NOTE: 2nd revision
==================

Good:
- less time, less space
- Repeatable execution
- require only access to shared objects to which may synchronization primitives
can reduce to
i.e. does not dependent on any particular form of interprocess communication
- no centralized bottleneck, either during monitoring or replay
- does not required synchronized clocks or globally consistent logical time
- applicable to both loosely coupled and tightly coupled environment


Bad:
- require all processes to execute during replay, since just record shared
objects and accesses (hence require execution to recompute the outputs, which
may be input to other processes)
(vs. Event log)
==> can use together with event log to re-execute a subset of processes
- 

# 1. INTRODUCTION
-----------------
- debug is important
- debug sequential program is easy:
	+ determinism 
	+ provided fixed input, each execution of a program will always follow
	the same execution path, produce same results.
- debug parallel program
	+ harder, due to non-determinism
	+ given fixed input, re-execution does not necessary produce same results
- 2 options to debug a parallel program:
	+ take snapshots of the program state during execution for later examination
		~ e.g. Behavioral Abstraction (BA)
		~ mechanism to define events hierarchy in terms of sequences of 
		  primitive events that occur during program execution
		~ during single execution, a monitoring tool records streams of
		  primitive events and presents user the abstract view of program 
		  behaviors 
		~ 2 disadvantages:
			1. users exhaustively describes interesting events
			   Also, users need to anticipate events that due to an error
			2. amount of information collected is hugh, since the
			technique is not cyclic
	+ guarantee reproducible behavior of parallel programs (this paper)

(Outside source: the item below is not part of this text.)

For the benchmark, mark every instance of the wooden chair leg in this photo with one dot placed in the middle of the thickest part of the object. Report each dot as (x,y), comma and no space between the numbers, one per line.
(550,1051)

		~ allow cyclic debugging techniques
		~ Example 1: serialization of P operations (processes using semaphores)
			> Programmer creates P sequences that can be reproduced
			> requires all P operations to be serialized
			> Hence, lose parallelism, not useful in truly parallel environment
			> Not work with message passing (but can similarly use for monitor)

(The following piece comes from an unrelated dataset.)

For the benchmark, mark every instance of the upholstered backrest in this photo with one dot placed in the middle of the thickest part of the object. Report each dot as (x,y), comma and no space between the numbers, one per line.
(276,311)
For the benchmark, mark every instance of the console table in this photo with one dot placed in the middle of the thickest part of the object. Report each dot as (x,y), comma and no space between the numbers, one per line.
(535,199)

			> Cannot be used for normal operation (slow)
		~ Example 2: Checkpoint each atomic objects and record time stamp 
		  for each atomic action
			> limit to nested atomic actions
			> require lot of space to store checkpoint
		~ Example 3: for message passing model (loosely-couple), record contents
		  of each message in an event log as it is received.
			> Log can be use as input of replay
			> Some disadvantages:
				• not well-suit with tightly coupled system (shared memory)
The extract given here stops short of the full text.